Transparent conducting films act as a window for light to pass through to the active material beneath (where carrier generation occurs), as an ohmic contact for carrier transport out of the photovoltaic, and can also act as transparent carrier for surface mount devices used between laminated glass or light transmissive composites. Transparent materials possess bandgaps with energies corresponding to wavelengths which are shorter than the visible range of 380 nm to 750 nm. As such, photons with energies below the bandgap are not collected by these materials and thus visible light passes through. However, applications such as photovoltaics may require an even broader bandgap to avoid unwanted absorption of the solar spectra.
They have a multitude of applications for solar energy utilization and for energy savings, especially in buildings. The largest of these applications, in terms of area, make use of the fact that the TCs have low infrared emittance and hence can be used to improve the thermal properties of modern fenestration.
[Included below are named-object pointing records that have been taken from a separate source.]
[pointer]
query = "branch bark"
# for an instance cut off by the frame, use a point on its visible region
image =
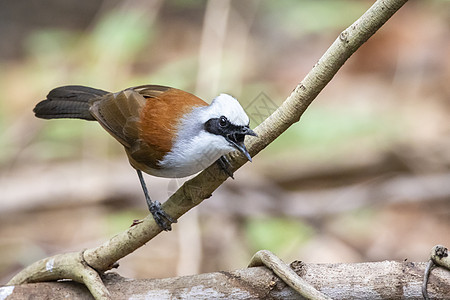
(380, 280)
(194, 191)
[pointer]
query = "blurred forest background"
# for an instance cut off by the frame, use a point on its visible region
(364, 176)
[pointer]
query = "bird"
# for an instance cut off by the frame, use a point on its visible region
(166, 132)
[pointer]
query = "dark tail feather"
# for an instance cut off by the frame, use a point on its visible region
(70, 101)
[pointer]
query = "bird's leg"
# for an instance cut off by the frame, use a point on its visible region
(225, 165)
(163, 220)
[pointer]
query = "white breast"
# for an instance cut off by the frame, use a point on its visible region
(191, 156)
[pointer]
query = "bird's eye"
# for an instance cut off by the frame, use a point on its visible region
(223, 121)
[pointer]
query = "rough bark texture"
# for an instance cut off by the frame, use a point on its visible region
(379, 280)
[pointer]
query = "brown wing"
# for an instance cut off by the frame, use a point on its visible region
(144, 120)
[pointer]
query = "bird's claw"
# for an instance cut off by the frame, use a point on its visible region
(163, 220)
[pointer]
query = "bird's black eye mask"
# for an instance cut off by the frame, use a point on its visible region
(234, 134)
(222, 126)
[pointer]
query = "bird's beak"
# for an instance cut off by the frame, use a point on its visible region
(237, 140)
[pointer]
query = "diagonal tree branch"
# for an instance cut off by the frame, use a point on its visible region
(194, 191)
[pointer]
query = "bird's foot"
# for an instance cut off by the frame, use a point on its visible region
(163, 220)
(225, 165)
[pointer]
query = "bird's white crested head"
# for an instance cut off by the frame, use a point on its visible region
(227, 106)
(205, 134)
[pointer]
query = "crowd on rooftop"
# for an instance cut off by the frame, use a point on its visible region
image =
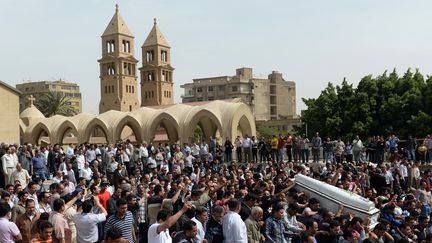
(236, 191)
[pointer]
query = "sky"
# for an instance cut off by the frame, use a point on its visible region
(311, 42)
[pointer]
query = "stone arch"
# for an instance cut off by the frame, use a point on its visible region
(168, 122)
(65, 126)
(90, 128)
(207, 120)
(36, 132)
(133, 123)
(244, 121)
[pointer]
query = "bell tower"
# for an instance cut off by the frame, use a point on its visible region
(118, 79)
(156, 71)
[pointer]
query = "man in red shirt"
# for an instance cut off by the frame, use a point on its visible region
(281, 144)
(288, 146)
(104, 195)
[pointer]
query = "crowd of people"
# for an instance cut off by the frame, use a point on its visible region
(236, 191)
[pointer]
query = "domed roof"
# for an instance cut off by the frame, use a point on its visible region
(31, 112)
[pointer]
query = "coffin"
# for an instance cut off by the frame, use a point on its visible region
(331, 197)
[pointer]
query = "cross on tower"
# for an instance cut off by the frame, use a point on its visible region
(31, 100)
Depending on whether the TCs are reflecting or not in the near infrared pertinent to solar irradiation, the TCs can serve in “solar control” or “low-emittance” windows. Other applications rely on the electrical conductivity of the TCs, which make them useful as current collectors in solar cells and for inserting and extracting electrical charge in electrochromic “smart windows” capable of combining energy efficiency and indoor comfort in buildings.
Transparent conducting oxides are integral components in flat panel displays, solar cells, and smart windows. The role of the transparent conductor in these devices is to deliver or collect electrons from the active part of the device while at the same time allowing visible photons to pass through relatively unimpeded. The best combination of transparency and conductivity is in In2-xSnxO3, or ITO. Efforts to produce a transparent conductor, with conductivity superior to ITO yet retaining high transparency through the visible region, has so far proved to be a challenging task.
In addition, the processing and economic factors of such material must be taken into account. Transparent conductors which are to be produced commercially need to be processed easily on a large scale and be cost effective. With a handful of transparent conductors to currently choose from, new technological devices may not be plausible for large scale consumer use due to processing and cost control, even if the material exhibits exceptional properties.